向かって左から撮影監督:青木穣氏、蔦哲一朗監督
『黒の牛』蔦哲一朗監督 × 撮影監督:青木穣 5年かけたロケハン、天候待ちに1年、65ミリフィルムでの撮影、妥協なき映画作り【Director’s Interview Vol.534】
時代を錯覚させる数々のロケーション
Q:様々なロケーションに圧倒されます。冒頭の山火事のシーンは実際のお祭りで本当に燃えているのですね。
蔦:地元の徳島で行われる「野焼き」です。毎年一度行われるのですが、風が強いとすぐに中止になるので、実際には3〜4年に一度しか開催されません。撮影しようとしていた2022年は天候判断で中止になり、翌2023年にようやく撮影できました。もし2023年もダメだったら、2024年まで待っていたかもしれません(笑)。

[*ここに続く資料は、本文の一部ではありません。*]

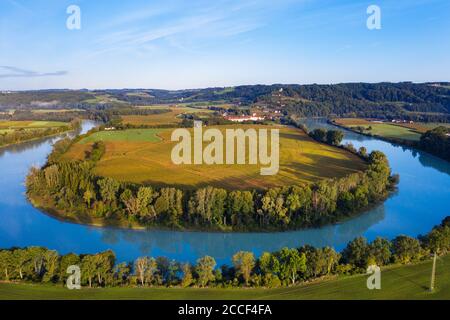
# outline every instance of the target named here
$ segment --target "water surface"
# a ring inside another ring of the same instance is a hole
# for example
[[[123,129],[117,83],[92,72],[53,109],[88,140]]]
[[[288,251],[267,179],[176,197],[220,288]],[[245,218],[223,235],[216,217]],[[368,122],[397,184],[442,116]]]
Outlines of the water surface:
[[[323,120],[305,121],[309,128],[328,127]],[[83,132],[94,124],[84,122]],[[112,249],[119,261],[142,255],[163,255],[179,261],[213,256],[219,264],[239,250],[274,251],[284,246],[333,246],[340,250],[363,235],[392,238],[426,233],[450,215],[450,163],[427,153],[375,138],[345,132],[344,143],[381,150],[393,172],[400,174],[398,191],[386,202],[344,223],[282,233],[212,233],[97,228],[56,220],[35,209],[25,197],[24,180],[32,165],[42,165],[58,138],[0,149],[0,247],[39,245],[65,254]]]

宮崎県の椎葉村にも有名な野焼きがあるので、そこに問い合わせると「ぜひ来てください」と言ってもらえたのですが、そちらでの撮影は時期が合わなかったので諦めました。
Q:火事の後に続くシーンは、別の場所で撮影されたのでしょうか。
蔦:その後のシーンは別途再現したロケ場所です。香川県にある湖の近くの、鵜飼の鵜が大量繁殖して荒れ果てた場所を山火事跡に見立てて撮りました。
青木:美術チームにかなり煙を焚いてもらって撮影しました。白黒だとうまく山火事跡に見えるんです。

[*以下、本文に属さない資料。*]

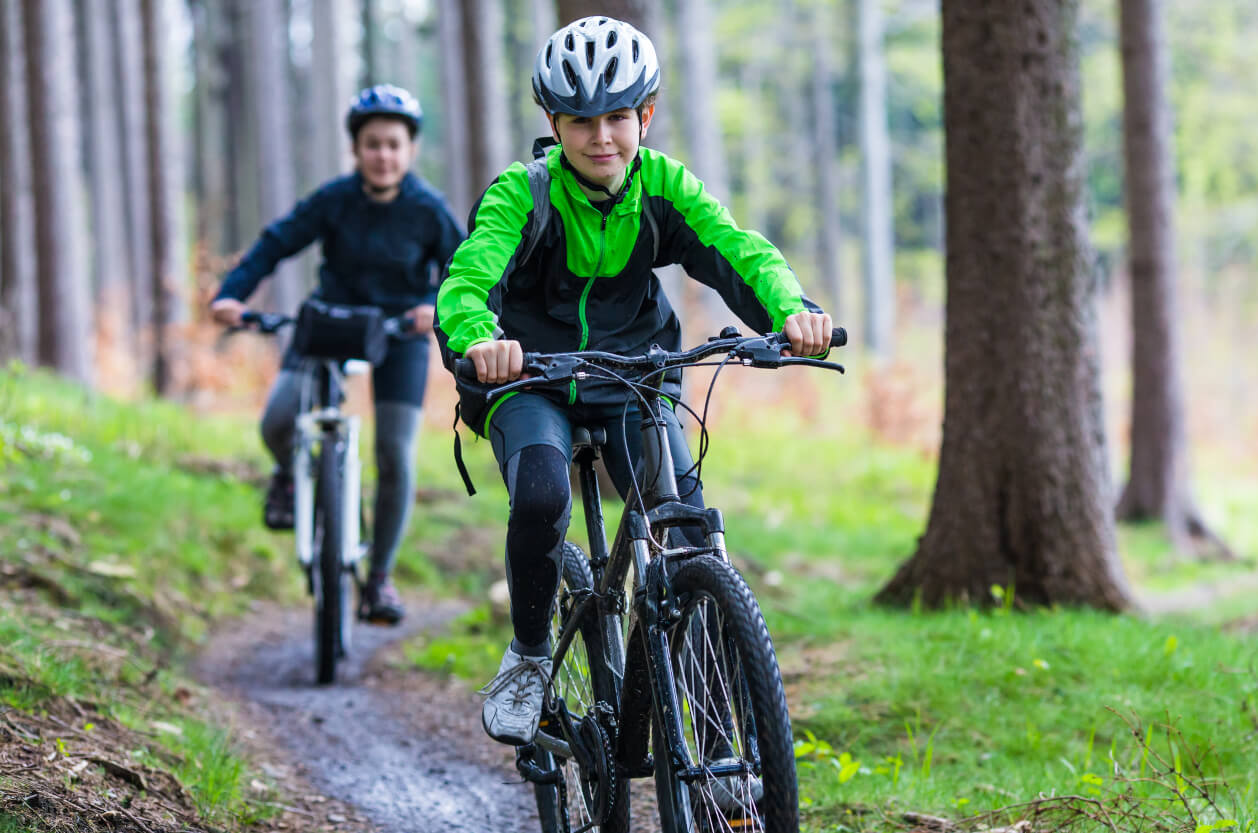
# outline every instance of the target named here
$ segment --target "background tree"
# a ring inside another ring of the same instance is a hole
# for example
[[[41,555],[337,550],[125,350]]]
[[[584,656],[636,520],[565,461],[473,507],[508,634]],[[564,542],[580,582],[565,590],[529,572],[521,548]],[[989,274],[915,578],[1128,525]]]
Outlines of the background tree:
[[[93,378],[89,282],[77,195],[79,124],[74,27],[67,0],[24,0],[27,114],[39,282],[39,363]]]
[[[354,85],[346,71],[349,48],[344,43],[345,27],[341,25],[345,6],[345,0],[313,0],[310,4],[315,182],[347,170],[351,162],[345,111],[354,95]]]
[[[880,0],[855,0],[860,64],[861,275],[865,346],[892,350],[895,331],[895,240],[891,216],[891,139],[887,135],[887,71]]]
[[[832,57],[835,46],[834,18],[828,3],[812,10],[812,153],[816,159],[817,274],[829,297],[829,312],[843,316],[843,266],[840,245],[843,224],[839,218],[839,130],[836,116],[837,73]]]
[[[98,344],[113,355],[111,367],[125,366],[134,355],[131,283],[127,275],[126,209],[123,206],[122,137],[117,85],[113,82],[113,49],[108,9],[102,3],[81,3],[83,57],[87,86],[87,151],[92,217],[92,277],[95,285]]]
[[[467,163],[467,77],[463,57],[463,4],[437,0],[438,43],[441,49],[441,92],[445,103],[444,156],[446,198],[454,216],[464,221],[472,209],[471,172]],[[479,195],[477,195],[479,196]]]
[[[131,276],[132,325],[139,336],[137,358],[151,362],[153,324],[153,253],[149,201],[136,195],[148,193],[148,143],[144,113],[144,48],[140,37],[139,0],[113,0],[110,16],[114,50],[114,77],[118,85],[121,115],[123,181],[126,205],[127,263]]]
[[[1189,494],[1176,296],[1175,170],[1163,4],[1122,0],[1123,159],[1131,274],[1131,469],[1118,502],[1126,521],[1160,520],[1171,540],[1227,547]]]
[[[22,7],[0,8],[0,358],[28,364],[38,358],[38,290],[35,285],[33,218],[26,121],[26,67]]]
[[[1078,3],[943,2],[946,402],[934,502],[883,602],[1117,610]],[[1000,160],[1000,164],[992,164]]]
[[[511,164],[511,123],[507,104],[506,43],[499,0],[463,4],[463,61],[466,72],[467,166],[472,200],[480,197]]]
[[[197,196],[196,236],[208,250],[227,250],[228,196],[231,172],[227,153],[227,9],[214,0],[194,0],[193,26],[196,72],[193,152]]]
[[[153,389],[172,392],[175,385],[175,354],[178,345],[171,328],[183,320],[182,302],[187,287],[184,257],[179,241],[177,197],[180,187],[179,156],[175,149],[175,112],[168,87],[165,37],[167,0],[140,0],[144,41],[145,138],[148,148],[150,244],[153,256]]]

蔦:イオンモールの裏にいい場所があったんです。まさに僕のロケハンの力かなと(笑)。
Q:男が住むことになる、池の前の藁葺き屋根の家は建てたのでしょうか。
蔦:あれは建てました。あの場所は元々湿原で、田んぼとして使っていたようなところでした。近くの集落で使われなくなった茅葺き屋根の家を解体し、その廃材を使ってオリジナルのオープンセットを建てています。美術の部谷京子さんは黒澤明作品なども手掛けられたすごい方でして、部谷さんに「縁側の外に池があって、直接入れるようにしたい」「牛小屋(まや)を室内に入れたい」といった僕の希望を反映して作ってもらいました。また、引き絵を撮れるように壁を外せるようにもしてもらっています。

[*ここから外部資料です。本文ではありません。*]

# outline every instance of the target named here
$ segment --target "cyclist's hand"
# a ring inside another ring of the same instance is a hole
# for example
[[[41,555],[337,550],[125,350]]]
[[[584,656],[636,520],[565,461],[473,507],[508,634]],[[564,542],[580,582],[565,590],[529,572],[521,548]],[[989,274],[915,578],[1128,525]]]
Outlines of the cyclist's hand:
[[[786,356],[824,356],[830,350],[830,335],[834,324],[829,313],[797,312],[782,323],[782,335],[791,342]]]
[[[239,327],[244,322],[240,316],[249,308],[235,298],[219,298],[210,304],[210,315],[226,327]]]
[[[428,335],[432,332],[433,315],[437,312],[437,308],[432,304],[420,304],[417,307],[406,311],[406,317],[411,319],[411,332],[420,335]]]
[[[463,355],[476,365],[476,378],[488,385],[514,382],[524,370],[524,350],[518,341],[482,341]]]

『黒の牛』©NIKO NIKO FILM / MOOLIN FILMS / CINEMA INUTILE / CINERIC CREATIVE / FOURIER FILMS
Q:家屋に光が入る感じも美しかったですが、日の周りも計算されているのでしょうか。
青木:家屋内はデイシーンでも照明で作っていますが、屋外シーンはほぼ完全に自然光です。ロケ地は木々に囲まれていて方角的にも陽の周りはベストな条件ではなかったので、光が差す一瞬の隙を狙って撮影していきました。
Q:物語の途中、町で牛を貸し出すシーンが出てきますが、まるで『七人の侍』(54)の舞台のようで驚きました。
蔦:香川県の三豊市にある、かつて栄えた大地主の屋敷跡です。広い敷地が塀に囲まれていて、敷地の中に町があるような場所でした。壁が崩れている感じもリアルで、セットでは作れない雰囲気がありました。ロケハンで見つけたときは、つい塀を飛び越えて中を確認しに行きましたね(笑)。
Q:斜面に一本だけ木が生えている場所も象徴的で、抜群のロケーションでした。
蔦:あの場所は牛の“ふくよ”を実際に飼っていた方の放牧場なんです。そこに1本だけああいう象徴的な木が立っていて、とても良いなと。放牧場なので普通の人は入れない場所ですね。
Q:石が剥き出しになっている丘も素晴らしい場所でした。
蔦:あそこは四国のカルスト台地で有名な観光地です(笑)。ただし、観光客が見る側ではなく、その裏側にまわって撮影しています。